Buying insurance is about as fun as having a root canal, but also a prudent move to safeguard yourself against losses that arise from unknowable risks that occur in every day life. The world is imperfect, and no amount of planning can protect your home, your auto, or your health quite as effectively as having insurance at levels you feel are adequate for you.

Insurance was created way back in the days of East India Trading Company, when a group of businessmen gathered together and created a pool of money to protect for the loss of a ship or its cargo to weather or piracy. From then to today, insurance has taken on an entirely different life. The Lloyd’s of London operation continues to this day, primarily insuring against enormous or unique risks.

It is important to understand what insurance really is.

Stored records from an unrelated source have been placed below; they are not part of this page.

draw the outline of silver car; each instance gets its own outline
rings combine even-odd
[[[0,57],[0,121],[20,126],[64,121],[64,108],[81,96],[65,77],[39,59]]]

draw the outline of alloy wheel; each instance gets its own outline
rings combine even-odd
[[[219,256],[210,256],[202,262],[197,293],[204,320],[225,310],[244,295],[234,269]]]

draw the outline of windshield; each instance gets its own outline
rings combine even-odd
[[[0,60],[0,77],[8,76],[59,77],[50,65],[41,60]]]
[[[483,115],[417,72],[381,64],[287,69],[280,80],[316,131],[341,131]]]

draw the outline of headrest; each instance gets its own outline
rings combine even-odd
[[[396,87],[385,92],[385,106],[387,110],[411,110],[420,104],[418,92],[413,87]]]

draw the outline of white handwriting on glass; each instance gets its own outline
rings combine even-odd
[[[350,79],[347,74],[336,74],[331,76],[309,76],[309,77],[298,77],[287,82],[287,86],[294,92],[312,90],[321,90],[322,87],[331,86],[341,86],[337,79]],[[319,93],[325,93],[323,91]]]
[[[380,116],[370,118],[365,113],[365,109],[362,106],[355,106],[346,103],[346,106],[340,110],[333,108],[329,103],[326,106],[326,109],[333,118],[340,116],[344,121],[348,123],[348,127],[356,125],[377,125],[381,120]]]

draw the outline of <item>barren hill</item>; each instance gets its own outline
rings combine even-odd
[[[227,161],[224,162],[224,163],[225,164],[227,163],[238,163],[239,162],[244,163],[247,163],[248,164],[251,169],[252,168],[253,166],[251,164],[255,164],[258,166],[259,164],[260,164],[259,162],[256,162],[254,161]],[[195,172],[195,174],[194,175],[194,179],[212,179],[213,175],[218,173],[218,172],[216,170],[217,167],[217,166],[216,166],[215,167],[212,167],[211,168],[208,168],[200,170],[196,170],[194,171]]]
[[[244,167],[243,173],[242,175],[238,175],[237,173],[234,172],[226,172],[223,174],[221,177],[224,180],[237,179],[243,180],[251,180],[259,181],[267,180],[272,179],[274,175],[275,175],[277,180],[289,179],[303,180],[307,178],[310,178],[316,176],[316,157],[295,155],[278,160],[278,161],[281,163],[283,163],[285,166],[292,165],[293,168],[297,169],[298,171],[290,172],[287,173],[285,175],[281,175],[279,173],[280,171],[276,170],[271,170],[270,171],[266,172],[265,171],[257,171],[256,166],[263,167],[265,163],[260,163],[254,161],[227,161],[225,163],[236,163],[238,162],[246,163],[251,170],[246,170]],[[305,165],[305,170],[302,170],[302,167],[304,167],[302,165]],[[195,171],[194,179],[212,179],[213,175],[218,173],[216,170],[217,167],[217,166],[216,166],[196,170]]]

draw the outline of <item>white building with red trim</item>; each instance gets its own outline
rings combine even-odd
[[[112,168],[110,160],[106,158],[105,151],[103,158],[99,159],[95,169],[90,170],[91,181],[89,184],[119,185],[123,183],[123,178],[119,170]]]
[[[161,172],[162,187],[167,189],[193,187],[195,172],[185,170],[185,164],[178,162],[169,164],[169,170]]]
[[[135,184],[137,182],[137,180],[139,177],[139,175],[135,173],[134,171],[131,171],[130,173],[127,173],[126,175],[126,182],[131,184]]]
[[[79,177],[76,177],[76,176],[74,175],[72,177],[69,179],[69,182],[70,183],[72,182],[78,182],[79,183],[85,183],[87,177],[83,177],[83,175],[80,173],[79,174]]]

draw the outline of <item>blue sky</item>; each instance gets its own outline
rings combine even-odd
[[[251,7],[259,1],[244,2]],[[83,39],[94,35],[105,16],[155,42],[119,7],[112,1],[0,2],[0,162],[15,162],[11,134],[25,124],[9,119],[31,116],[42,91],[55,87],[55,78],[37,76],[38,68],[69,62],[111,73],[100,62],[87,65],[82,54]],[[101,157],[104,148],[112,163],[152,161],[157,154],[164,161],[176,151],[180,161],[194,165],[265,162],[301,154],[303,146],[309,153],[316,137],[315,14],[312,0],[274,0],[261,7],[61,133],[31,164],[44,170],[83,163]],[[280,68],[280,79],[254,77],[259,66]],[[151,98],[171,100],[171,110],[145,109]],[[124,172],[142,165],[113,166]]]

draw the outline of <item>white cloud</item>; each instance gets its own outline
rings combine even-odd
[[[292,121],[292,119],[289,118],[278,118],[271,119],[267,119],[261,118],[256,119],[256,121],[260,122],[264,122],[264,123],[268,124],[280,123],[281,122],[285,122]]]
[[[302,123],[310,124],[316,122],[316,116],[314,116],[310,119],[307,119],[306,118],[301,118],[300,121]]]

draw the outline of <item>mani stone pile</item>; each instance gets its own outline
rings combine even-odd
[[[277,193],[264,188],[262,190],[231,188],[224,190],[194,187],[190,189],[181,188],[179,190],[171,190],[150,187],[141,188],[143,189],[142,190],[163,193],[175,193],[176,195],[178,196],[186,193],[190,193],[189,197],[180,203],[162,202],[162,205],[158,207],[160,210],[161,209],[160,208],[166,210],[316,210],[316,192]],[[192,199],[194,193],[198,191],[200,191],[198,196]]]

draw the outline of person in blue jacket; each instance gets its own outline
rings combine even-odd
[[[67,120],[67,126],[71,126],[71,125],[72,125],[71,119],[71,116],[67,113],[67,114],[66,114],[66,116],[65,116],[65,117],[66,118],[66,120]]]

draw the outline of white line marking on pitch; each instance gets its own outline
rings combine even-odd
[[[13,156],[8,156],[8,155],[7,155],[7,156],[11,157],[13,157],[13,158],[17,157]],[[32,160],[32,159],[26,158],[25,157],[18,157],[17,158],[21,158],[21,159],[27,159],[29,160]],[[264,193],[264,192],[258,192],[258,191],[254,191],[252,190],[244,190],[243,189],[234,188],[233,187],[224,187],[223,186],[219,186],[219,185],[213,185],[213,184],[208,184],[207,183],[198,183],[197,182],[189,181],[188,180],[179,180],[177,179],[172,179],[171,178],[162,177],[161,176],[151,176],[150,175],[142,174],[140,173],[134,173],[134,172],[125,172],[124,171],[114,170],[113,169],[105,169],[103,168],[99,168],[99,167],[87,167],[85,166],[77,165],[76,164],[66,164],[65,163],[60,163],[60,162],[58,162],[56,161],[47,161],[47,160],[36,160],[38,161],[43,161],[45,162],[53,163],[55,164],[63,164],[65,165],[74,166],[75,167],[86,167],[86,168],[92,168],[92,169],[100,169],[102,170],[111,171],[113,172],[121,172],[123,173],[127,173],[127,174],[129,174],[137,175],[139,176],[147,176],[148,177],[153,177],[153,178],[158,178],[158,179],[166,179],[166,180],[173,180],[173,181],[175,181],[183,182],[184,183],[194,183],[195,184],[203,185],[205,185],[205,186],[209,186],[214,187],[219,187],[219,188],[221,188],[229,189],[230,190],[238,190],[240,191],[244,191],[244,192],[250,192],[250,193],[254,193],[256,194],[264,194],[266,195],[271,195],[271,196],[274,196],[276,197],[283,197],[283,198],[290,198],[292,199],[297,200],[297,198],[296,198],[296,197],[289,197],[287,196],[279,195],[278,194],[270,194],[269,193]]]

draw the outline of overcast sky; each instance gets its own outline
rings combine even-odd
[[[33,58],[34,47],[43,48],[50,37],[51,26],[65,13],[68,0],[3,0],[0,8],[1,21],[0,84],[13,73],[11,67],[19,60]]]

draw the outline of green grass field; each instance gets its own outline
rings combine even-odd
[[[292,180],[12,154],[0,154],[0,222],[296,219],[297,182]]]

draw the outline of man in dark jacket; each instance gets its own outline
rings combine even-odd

Insurance is a way to transfer part of the financial risk from possible events to a third party, for a fee. Virtually any type of loss can be insured against. Underwriters assess the level of insurance you wish to purchase against the potential that an event will trigger, which would then require them to pay a claim if one of the insured events occurred.

Insurance companies are not all that different from a casino, when it comes down to it. The founding members of Lloyd’s looked at the pool as a wager, and that is still the mindset of insurance companies, no matter the pretty words that have been invented since. The insurers know the odds of most common events that will occur, and the premium you pay will be a fraction higher than the total losses from that particular bet you’ve placed, against all of the other people who are also buying protection against the same loss.

It is prudent to purchase insurance with deductibles that are as high as you can afford to cover. This is sometimes called self-insurance by the insurance industry, because you are going to be paying out the first X amount of dollars for the insured event your self, and they are responsible for the remainder.

Corporations typically set high levels of self-insurance because it lowers the cost of the insurance they purchase, since smaller and more common events will be eliminated from what the insurance company will have to cover. You should always ask about the availability of coverage with a higher deductible, and compare the cost of the insurance.

If you own any sort of property, insuring the improvements (buildings, home, car or truck, etc.) against fire, theft, wind, and other common weather events is always a safe move. If you have a loan secured by property, you can almost be assured that the lender is going to require you to acquire at least enough insurance to cover the loan, if not the estimated value of the property.

Health insurance is an entirely different game than most other types of insurance. Property and casualty insurance companies use a set of standardized contracts across the industry, so when you purchase that type of insurance, you have a good idea of what you are getting, no matter the source. The health insurance industry seems to be dead-set against standardization, and offer teaser rates to get companies and individuals to sign up for the first year of coverage and premiums.

It is almost always important to carry some level of liability insurance in our litigious society. Nearly every state requires liability insurance for operating a motor vehicle, but having a personal liability policy, in the event someone trips and falls on your sidewalk, or you accidentally dump a cup of scalding cappuccino over someone’s head occurs.

It may not be fun to purchase insurance because it makes you think about all of the possible pitfalls awaiting us on a day-to-day basis, but it is a necessary evil to protect yourself against the uncertainties of the world.